We present a hierarchical safe auto-taxiing framework to enhance the automated ground operations of multiple unmanned aircraft systems (multi-UAS). The auto-taxiing problem becomes particularly challenging due to (i) unknown disturbances, such as crosswind affecting the aircraft dynamics, (ii) taxiway incursions due to unplanned obstacles, and (iii) spatiotemporal conflicts at the intersections between multiple entry points in the taxiway. To address these issues, we propose a hierarchical framework, i.e., SAFE-TAXI, combining centralized spatiotemporal planning with decentralized MPC-CBF-based control to safely navigate the aircraft through the taxiway while avoiding intersection conflicts and unplanned obstacles (e.g., other aircraft or ground vehicles). Our proposed framework decouples the auto-taxiing problem temporally into conflict resolution and motion planning, respectively. Conflict resolution is handled in a centralized manner by computing conflict-aware reference trajectories for each aircraft. In contrast, safety assurance from unplanned obstacles is handled by an MPC-CBF-based controller implemented in a decentralized manner. We demonstrate the effectiveness of our proposed framework through numerical simulations and experimentally validate it using Night Vapor, a small-scale fixed-wing test platform.
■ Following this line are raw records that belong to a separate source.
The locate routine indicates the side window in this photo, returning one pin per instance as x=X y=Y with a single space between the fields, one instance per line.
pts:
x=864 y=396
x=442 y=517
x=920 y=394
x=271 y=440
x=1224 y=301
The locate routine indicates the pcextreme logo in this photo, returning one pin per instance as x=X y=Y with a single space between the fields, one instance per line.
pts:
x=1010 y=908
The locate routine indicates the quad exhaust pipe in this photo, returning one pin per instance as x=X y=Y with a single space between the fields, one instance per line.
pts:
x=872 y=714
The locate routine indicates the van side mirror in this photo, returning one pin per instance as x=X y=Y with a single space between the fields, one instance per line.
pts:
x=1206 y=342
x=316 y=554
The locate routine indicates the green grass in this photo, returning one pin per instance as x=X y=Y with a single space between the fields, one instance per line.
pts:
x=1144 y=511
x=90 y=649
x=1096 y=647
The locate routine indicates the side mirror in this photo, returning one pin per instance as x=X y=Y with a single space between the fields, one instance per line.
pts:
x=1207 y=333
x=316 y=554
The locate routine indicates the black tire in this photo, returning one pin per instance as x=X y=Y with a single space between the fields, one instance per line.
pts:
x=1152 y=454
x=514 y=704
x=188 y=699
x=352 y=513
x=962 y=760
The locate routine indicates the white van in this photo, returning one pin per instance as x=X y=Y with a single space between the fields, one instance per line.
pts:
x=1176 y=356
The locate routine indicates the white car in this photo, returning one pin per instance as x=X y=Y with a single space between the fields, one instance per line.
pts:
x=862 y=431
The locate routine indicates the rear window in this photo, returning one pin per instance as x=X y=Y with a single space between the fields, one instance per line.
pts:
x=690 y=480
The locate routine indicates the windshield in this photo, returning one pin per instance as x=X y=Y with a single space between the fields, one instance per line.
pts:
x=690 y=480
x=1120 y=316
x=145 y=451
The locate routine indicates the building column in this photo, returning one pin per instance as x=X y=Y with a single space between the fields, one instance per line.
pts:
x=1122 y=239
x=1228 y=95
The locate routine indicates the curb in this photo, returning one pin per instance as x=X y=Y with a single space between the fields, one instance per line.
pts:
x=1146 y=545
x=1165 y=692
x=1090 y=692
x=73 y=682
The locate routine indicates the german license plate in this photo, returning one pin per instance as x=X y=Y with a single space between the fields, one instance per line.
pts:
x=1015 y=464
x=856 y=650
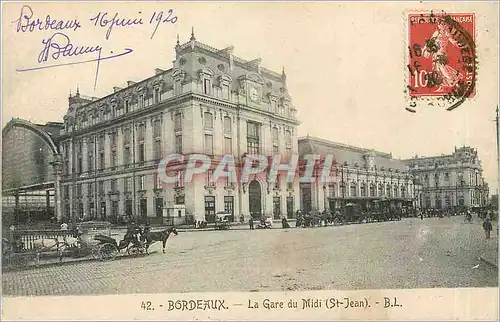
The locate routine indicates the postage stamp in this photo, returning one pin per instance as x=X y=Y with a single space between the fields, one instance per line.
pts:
x=441 y=59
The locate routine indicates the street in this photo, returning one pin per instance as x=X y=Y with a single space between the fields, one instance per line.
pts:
x=435 y=252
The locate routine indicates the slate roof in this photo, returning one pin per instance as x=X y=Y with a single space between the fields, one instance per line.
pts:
x=347 y=153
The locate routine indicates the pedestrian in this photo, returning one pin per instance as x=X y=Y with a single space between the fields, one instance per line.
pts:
x=487 y=227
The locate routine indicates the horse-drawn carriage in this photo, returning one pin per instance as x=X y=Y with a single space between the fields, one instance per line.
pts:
x=222 y=221
x=89 y=240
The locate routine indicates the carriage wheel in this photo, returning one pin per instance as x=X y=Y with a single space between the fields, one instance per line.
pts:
x=134 y=250
x=107 y=252
x=18 y=262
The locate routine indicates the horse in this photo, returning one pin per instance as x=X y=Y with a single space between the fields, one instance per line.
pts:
x=156 y=236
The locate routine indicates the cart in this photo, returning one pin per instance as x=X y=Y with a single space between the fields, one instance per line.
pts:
x=222 y=221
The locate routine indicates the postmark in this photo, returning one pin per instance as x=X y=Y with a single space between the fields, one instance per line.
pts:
x=441 y=60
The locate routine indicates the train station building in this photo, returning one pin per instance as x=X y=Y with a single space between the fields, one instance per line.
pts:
x=371 y=179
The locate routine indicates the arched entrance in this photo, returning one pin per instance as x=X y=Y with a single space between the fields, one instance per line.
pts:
x=255 y=199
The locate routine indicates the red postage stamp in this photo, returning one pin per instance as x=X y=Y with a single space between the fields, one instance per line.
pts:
x=442 y=57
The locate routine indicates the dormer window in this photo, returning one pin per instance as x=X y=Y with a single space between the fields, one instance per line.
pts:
x=157 y=95
x=207 y=85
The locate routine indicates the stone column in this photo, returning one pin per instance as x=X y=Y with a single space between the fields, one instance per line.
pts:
x=57 y=167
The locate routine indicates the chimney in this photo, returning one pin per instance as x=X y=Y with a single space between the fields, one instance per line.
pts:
x=158 y=71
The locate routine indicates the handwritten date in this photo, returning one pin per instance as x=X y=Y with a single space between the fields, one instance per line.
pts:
x=105 y=20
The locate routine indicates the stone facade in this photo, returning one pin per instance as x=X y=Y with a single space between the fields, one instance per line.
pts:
x=451 y=180
x=209 y=102
x=365 y=177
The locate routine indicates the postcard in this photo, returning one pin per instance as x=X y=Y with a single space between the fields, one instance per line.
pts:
x=250 y=160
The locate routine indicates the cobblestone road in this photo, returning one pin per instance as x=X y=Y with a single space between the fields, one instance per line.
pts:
x=405 y=254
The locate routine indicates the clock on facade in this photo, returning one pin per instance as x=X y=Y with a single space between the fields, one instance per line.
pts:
x=254 y=94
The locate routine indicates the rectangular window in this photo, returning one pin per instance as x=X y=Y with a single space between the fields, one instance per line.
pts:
x=140 y=132
x=101 y=161
x=157 y=149
x=210 y=209
x=113 y=158
x=227 y=124
x=178 y=144
x=253 y=138
x=141 y=152
x=180 y=179
x=159 y=207
x=142 y=183
x=209 y=180
x=206 y=86
x=157 y=95
x=157 y=129
x=228 y=145
x=126 y=157
x=126 y=136
x=229 y=206
x=90 y=188
x=208 y=120
x=209 y=144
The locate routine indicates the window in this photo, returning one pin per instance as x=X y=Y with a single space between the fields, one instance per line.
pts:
x=253 y=138
x=209 y=144
x=157 y=95
x=229 y=206
x=157 y=181
x=90 y=159
x=112 y=139
x=206 y=86
x=353 y=190
x=90 y=188
x=178 y=122
x=228 y=145
x=227 y=124
x=113 y=158
x=210 y=209
x=180 y=179
x=140 y=132
x=101 y=160
x=209 y=178
x=141 y=152
x=275 y=141
x=142 y=183
x=126 y=157
x=208 y=120
x=126 y=136
x=178 y=144
x=127 y=184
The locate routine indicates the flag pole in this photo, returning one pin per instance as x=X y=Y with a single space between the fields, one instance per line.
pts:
x=498 y=160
翻译：本文提出了一种分层式安全自主滑行框架，旨在增强多无人机系统的自动化地面运行能力。自主滑行问题因以下因素而变得尤为复杂：(i) 未知扰动（如侧风对飞机动力学的影响），(ii) 非计划障碍物导致的跑道侵入，以及(iii) 滑行道多个入口交汇处产生的时空冲突。为解决这些问题，我们提出了一个分层框架SAFE-TAXI，它将集中式时空规划与基于模型预测控制-控制屏障函数的分散式控制相结合，使飞机能够在避免交叉口冲突和非计划障碍物（如其他飞机或地面车辆）的同时安全通过滑行道。该框架在时间上将自主滑行问题解耦为冲突消解和运动规划两个层面。冲突消解以集中式方式处理，通过为每架飞机计算冲突感知的参考轨迹实现；而针对非计划障碍物的安全保证，则由以分散式方式实现的基于模型预测控制-控制屏障函数的控制器处理。我们通过数值仿真验证了所提框架的有效性，并利用小型固定翼测试平台Night Vapor进行了实验验证。